The Importance of Private Equity Supermanagers among Top Income Earners
A new data interactive published today by the Washington Center for Equitable Growth should help elevate discussion about the growth of incomes at the very high end of the U.S. income ladder and how that growth affects economic inequality and growth. To help inform that debate about who the people in the 0.1 percent are, we here at the Washington Center for Equitable Growth have produced a data interactive about who is in the top 0.1 percent of the income distribution, based on a 2012 white paper by economists Jon Bakija of Williams College, Adam Cole of the Office of Tax Analysis at the U.S. Department of the Treasury, and Bradley Heim of Indiana University. Looking at tax data, their report looked at the types of jobs held by the top earners in the United States between 1979 and 2005..
Their work provides a great window into how our economy has been changing at the top end of the income spectrum. The data in their study indicate that “supermangers” (as economist Thomas Piketty of the Paris School of Economics refers to business executives and managers in his book “Capital in the 21st Century”) constituted about 60 percent of the top 0.1 percent of the income distribution over that period. While this level did not changed substantially over time, the nature of the supermanager definitely did. People working in finance in 2005 claimed 18 percent of that 0.1 percent, up from 11 percent of the 0.1 percent in 1979. And the types of executives in this mix went from being 20 percent private equity or closely held firms in 1979 to more than half in 2005.
This mirrors the trend in corporate structure in the United States toward more private ownership, most likely because of the elevated role of private equity investing over this period. Big Wall Street private equity firms and financial institutions are huge players in in private equity investing.
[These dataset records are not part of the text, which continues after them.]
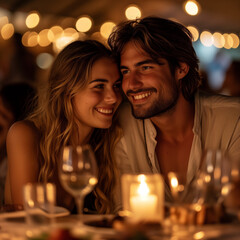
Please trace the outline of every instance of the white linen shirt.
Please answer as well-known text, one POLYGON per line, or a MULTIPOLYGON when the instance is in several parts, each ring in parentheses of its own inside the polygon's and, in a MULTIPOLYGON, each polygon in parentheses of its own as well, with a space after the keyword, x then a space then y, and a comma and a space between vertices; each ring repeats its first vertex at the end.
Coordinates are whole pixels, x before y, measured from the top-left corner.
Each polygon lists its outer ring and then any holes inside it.
MULTIPOLYGON (((130 104, 124 103, 120 109, 119 122, 123 137, 118 142, 114 155, 120 175, 161 173, 155 153, 157 132, 151 120, 135 119, 130 104)), ((227 150, 232 158, 240 159, 240 98, 197 92, 193 133, 187 182, 196 174, 205 149, 227 150)), ((167 186, 165 197, 171 198, 167 186)), ((120 192, 116 193, 115 202, 118 211, 122 207, 120 192)))

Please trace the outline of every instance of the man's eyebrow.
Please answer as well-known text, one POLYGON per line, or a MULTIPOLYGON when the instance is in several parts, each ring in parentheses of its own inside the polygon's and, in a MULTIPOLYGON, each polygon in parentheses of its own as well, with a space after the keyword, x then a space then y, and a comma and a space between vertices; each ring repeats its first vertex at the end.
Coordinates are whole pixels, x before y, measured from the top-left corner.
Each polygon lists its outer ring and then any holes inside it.
POLYGON ((102 78, 97 78, 97 79, 94 79, 94 80, 92 80, 91 82, 89 82, 89 84, 90 84, 90 83, 94 83, 94 82, 108 82, 108 80, 102 79, 102 78))
MULTIPOLYGON (((152 59, 146 59, 146 60, 144 60, 144 61, 135 63, 134 66, 135 66, 135 67, 139 67, 139 66, 141 66, 141 65, 148 64, 148 63, 158 64, 156 61, 154 61, 154 60, 152 60, 152 59)), ((122 66, 120 66, 120 69, 128 69, 128 67, 122 65, 122 66)))

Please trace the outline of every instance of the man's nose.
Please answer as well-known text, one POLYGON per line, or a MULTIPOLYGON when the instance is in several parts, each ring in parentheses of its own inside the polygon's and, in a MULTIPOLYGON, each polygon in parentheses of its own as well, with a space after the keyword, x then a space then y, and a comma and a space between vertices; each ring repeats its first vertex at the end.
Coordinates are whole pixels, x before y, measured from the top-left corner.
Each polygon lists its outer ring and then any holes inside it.
POLYGON ((123 79, 123 84, 127 87, 128 90, 139 89, 143 86, 142 78, 137 72, 132 72, 127 79, 123 79))
POLYGON ((118 96, 117 96, 116 92, 113 89, 111 89, 106 92, 104 99, 107 103, 114 104, 117 102, 118 96))

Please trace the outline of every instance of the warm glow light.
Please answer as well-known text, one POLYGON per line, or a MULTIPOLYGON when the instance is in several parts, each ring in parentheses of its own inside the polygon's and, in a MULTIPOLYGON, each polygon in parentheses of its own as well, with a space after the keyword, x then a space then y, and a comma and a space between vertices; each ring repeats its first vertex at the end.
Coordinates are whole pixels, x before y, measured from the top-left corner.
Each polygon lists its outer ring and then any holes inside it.
POLYGON ((74 28, 66 28, 63 31, 64 36, 71 36, 73 39, 77 40, 78 39, 78 32, 74 28))
POLYGON ((205 47, 211 47, 213 44, 213 36, 208 31, 203 31, 200 35, 200 41, 205 47))
POLYGON ((0 17, 0 29, 8 23, 9 23, 9 20, 7 16, 0 17))
POLYGON ((28 47, 35 47, 38 45, 38 34, 36 32, 29 33, 27 44, 28 47))
POLYGON ((48 31, 49 31, 48 29, 44 29, 38 34, 38 44, 41 47, 46 47, 51 43, 51 41, 48 38, 48 31))
POLYGON ((178 180, 177 180, 177 178, 176 177, 173 177, 172 179, 171 179, 171 186, 173 187, 173 188, 176 188, 177 186, 178 186, 178 180))
POLYGON ((24 32, 26 30, 25 19, 27 17, 26 13, 15 12, 13 15, 12 23, 18 32, 24 32))
POLYGON ((22 44, 23 44, 23 46, 25 46, 25 47, 28 47, 28 37, 29 37, 29 34, 30 34, 31 32, 30 31, 27 31, 27 32, 25 32, 24 34, 23 34, 23 36, 22 36, 22 44))
POLYGON ((41 69, 48 69, 53 62, 53 56, 49 53, 40 53, 36 58, 37 66, 41 69))
POLYGON ((187 28, 193 36, 193 42, 196 42, 199 38, 199 32, 198 32, 197 28, 195 28, 193 26, 188 26, 187 28))
POLYGON ((107 39, 115 26, 116 26, 116 24, 113 22, 105 22, 100 28, 101 35, 105 39, 107 39))
POLYGON ((203 239, 205 237, 205 233, 204 232, 197 232, 193 235, 193 238, 196 239, 196 240, 199 240, 199 239, 203 239))
POLYGON ((50 42, 56 41, 56 39, 61 36, 63 29, 60 26, 53 26, 48 30, 48 39, 50 42))
POLYGON ((73 42, 74 39, 71 36, 61 36, 54 42, 54 50, 56 52, 61 51, 64 47, 66 47, 68 44, 73 42))
POLYGON ((140 182, 137 192, 139 196, 147 196, 149 194, 148 185, 144 180, 140 182))
POLYGON ((36 12, 30 13, 26 18, 26 25, 28 28, 34 28, 38 25, 39 21, 40 21, 40 17, 38 13, 36 12))
POLYGON ((217 48, 223 48, 225 44, 225 39, 223 35, 219 32, 213 34, 213 45, 217 48))
POLYGON ((227 33, 224 33, 223 37, 225 39, 224 48, 226 48, 226 49, 232 48, 232 46, 233 46, 233 39, 232 39, 232 37, 229 34, 227 34, 227 33))
POLYGON ((125 16, 129 20, 134 20, 136 18, 140 18, 142 16, 142 13, 137 6, 130 5, 125 11, 125 16))
POLYGON ((199 4, 194 0, 185 2, 184 8, 187 14, 195 16, 199 13, 199 4))
POLYGON ((14 34, 14 26, 11 23, 5 24, 1 29, 1 35, 4 40, 9 39, 14 34))
POLYGON ((233 45, 232 48, 237 48, 239 46, 239 37, 235 33, 229 34, 233 39, 233 45))
POLYGON ((92 27, 92 20, 90 17, 80 17, 76 22, 76 29, 79 32, 87 32, 92 27))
James Manzi, a senior fellow at the Manhattan Institute for Policy Research, wrote a piece attacking Piketty’s discussion of supermangers by arguing about the decline in the share of the 0.1 percent that work in publically held companies. But Manzi fails to discuss the rise of those in private equity and closely held firms—which is particularly odd because he cites the Bakija, Cole, and Heim white paper and even found the correct table in the document to find these observations. By missing this point, both his number crunching and critique of Piketty fall way off the mark.
That said, understanding the changing nature of the top 0.1 percent is important for understanding the changes that have been driving our economy. Piketty’s work on the supermanagers is interesting, but only serves to highlight how little we know about this extremely high-income group.